I will try to very briefly sketch how the state of the art in speech recognition works. For a more comprehensive discussion I recommend Dan Jurafsky and James H. Martin's book Speech and Language Processing (shameless plug: Dan was part of my thesis committee). In ASR (Automated Speech Recognition), the input to the system is an audio file, a binary vector of samples taken from a sound wave. The output is a sequence of (English) words. The sound wave is segmented into parts corresponding to different sounds to which we ascribe meaning (physical vowels and consonants, called phones). That transformation of binary vectors into sequences of phones is called an Acoustic Model. While obtaining a sequence of phones might seem as it is all that there is to ASR, that is only a part of the puzzle: there are plenty of words that sound the same. To obtain actual (English) words out of the sequence of phones, another model is added, a Language Model that predicts the likelihood for each sequence of words. Now, these processes are error prone, so instead of working on a set sequence of phones and words, they operate on an interconnected network of most likely interpretations. The process of reading out the most likely sequence is called decoding. I like to think that process is similar to the way the Fremen see the future in Dune, but that won't make any sense to you unless you have read that novel (and if you haven't, drop this blog and go read it, it's so much worth it). (Note: I have chosen not to talk about noisy channel nor HMMs, but if you want to understand how ASR truly works, those are the concepts to start searching for on the Internet.)

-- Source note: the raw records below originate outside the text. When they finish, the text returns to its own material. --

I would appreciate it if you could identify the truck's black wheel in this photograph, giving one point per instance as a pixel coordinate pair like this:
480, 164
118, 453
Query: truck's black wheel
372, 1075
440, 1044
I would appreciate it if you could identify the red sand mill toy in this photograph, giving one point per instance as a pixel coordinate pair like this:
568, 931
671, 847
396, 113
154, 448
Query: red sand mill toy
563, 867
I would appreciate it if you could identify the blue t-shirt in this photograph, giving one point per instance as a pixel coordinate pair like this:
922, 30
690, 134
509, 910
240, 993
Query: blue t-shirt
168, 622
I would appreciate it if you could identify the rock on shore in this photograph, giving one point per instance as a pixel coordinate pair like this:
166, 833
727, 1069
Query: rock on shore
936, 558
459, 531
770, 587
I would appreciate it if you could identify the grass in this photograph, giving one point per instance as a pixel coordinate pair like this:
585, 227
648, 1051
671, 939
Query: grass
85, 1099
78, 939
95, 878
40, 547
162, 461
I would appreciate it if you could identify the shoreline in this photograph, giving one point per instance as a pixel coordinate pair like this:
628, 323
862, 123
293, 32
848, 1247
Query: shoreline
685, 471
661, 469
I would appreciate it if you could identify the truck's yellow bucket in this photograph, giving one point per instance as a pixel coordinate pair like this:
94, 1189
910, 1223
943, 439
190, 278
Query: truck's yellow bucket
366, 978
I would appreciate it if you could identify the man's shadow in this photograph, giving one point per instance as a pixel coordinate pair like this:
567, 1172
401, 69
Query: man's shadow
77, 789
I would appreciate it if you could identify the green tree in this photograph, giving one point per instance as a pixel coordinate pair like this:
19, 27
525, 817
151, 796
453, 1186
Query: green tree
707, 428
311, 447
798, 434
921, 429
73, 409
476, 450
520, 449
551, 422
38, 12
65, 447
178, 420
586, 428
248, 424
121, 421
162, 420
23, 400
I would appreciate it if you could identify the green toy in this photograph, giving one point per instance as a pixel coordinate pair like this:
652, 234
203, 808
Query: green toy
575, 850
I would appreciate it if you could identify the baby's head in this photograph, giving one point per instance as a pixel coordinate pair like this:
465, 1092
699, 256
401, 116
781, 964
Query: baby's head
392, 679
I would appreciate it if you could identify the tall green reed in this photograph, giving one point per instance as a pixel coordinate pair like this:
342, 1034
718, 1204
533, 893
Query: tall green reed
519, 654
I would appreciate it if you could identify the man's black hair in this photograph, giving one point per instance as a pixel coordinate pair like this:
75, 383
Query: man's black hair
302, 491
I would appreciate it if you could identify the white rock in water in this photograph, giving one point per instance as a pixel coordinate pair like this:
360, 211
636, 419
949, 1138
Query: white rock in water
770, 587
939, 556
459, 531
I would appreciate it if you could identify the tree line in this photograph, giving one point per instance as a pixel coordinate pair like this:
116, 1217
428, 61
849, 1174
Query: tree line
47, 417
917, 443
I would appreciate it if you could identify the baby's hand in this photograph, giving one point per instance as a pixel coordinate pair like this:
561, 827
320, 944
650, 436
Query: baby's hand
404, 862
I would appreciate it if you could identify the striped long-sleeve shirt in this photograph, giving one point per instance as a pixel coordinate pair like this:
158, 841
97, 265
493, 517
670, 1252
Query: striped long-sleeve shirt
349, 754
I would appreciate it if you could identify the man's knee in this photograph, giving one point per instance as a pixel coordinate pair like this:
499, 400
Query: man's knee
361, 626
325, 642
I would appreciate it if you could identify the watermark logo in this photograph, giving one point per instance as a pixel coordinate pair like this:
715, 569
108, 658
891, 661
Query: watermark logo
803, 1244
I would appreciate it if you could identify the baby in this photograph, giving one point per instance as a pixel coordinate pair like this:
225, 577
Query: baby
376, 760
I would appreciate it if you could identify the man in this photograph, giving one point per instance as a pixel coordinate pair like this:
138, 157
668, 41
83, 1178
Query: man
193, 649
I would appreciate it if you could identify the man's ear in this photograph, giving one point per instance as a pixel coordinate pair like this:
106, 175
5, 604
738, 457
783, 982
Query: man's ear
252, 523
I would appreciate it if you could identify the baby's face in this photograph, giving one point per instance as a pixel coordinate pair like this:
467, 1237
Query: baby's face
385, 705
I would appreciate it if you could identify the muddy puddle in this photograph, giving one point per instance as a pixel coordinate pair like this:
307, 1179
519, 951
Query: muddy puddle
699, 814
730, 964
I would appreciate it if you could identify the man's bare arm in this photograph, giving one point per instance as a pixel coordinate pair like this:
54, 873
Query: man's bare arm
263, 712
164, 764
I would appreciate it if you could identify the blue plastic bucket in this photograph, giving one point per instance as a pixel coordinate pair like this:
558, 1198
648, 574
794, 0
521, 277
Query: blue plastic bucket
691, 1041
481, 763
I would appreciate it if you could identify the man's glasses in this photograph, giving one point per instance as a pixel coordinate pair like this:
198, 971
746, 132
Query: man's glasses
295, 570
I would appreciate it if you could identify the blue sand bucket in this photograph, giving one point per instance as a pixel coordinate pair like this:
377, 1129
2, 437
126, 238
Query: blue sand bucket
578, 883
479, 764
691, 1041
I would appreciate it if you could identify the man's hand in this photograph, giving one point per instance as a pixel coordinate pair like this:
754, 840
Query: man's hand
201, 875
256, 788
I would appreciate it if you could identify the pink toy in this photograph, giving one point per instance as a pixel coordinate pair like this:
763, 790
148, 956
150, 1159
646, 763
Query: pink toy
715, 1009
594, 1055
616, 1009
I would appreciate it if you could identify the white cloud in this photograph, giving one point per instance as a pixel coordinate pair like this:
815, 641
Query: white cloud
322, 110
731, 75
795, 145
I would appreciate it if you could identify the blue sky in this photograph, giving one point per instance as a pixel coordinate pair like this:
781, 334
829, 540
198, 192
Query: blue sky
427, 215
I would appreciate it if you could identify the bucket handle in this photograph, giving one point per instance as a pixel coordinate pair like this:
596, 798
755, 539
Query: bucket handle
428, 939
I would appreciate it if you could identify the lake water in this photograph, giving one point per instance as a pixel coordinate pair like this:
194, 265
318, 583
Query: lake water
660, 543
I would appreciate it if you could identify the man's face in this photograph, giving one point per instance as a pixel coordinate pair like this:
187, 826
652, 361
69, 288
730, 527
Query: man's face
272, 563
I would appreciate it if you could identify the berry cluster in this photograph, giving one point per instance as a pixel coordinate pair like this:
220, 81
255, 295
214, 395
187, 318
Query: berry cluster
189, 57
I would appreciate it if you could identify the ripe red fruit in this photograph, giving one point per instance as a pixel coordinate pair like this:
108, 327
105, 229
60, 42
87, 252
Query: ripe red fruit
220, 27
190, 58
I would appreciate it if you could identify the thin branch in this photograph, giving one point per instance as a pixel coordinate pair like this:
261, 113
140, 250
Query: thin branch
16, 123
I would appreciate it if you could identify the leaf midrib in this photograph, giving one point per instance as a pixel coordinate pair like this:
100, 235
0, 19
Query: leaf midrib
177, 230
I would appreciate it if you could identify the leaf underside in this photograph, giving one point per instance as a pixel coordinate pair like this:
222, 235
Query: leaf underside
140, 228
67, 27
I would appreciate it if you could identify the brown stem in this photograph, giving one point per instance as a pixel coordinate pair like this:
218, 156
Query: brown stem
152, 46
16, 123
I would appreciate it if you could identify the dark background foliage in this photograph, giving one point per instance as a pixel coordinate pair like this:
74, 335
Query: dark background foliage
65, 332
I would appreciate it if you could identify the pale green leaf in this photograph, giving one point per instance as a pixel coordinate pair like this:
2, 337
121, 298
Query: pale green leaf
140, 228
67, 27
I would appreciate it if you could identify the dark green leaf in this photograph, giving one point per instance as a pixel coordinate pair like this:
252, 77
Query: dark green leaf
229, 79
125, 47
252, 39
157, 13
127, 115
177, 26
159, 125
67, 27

The ASR package I used for this speech aligner is Sphinx4, the Java implementation of the Open Source Sphinx speech recognition engine. It started as a simple port but now it is their main implementation, also, it helps demystify that Java is by no means a slow language (for instance, most of the code we wrote for the Watson system as in Java and speed was of uttermost importance). The documentation on their website is excellent, for a deeper discussion I like this this white paper.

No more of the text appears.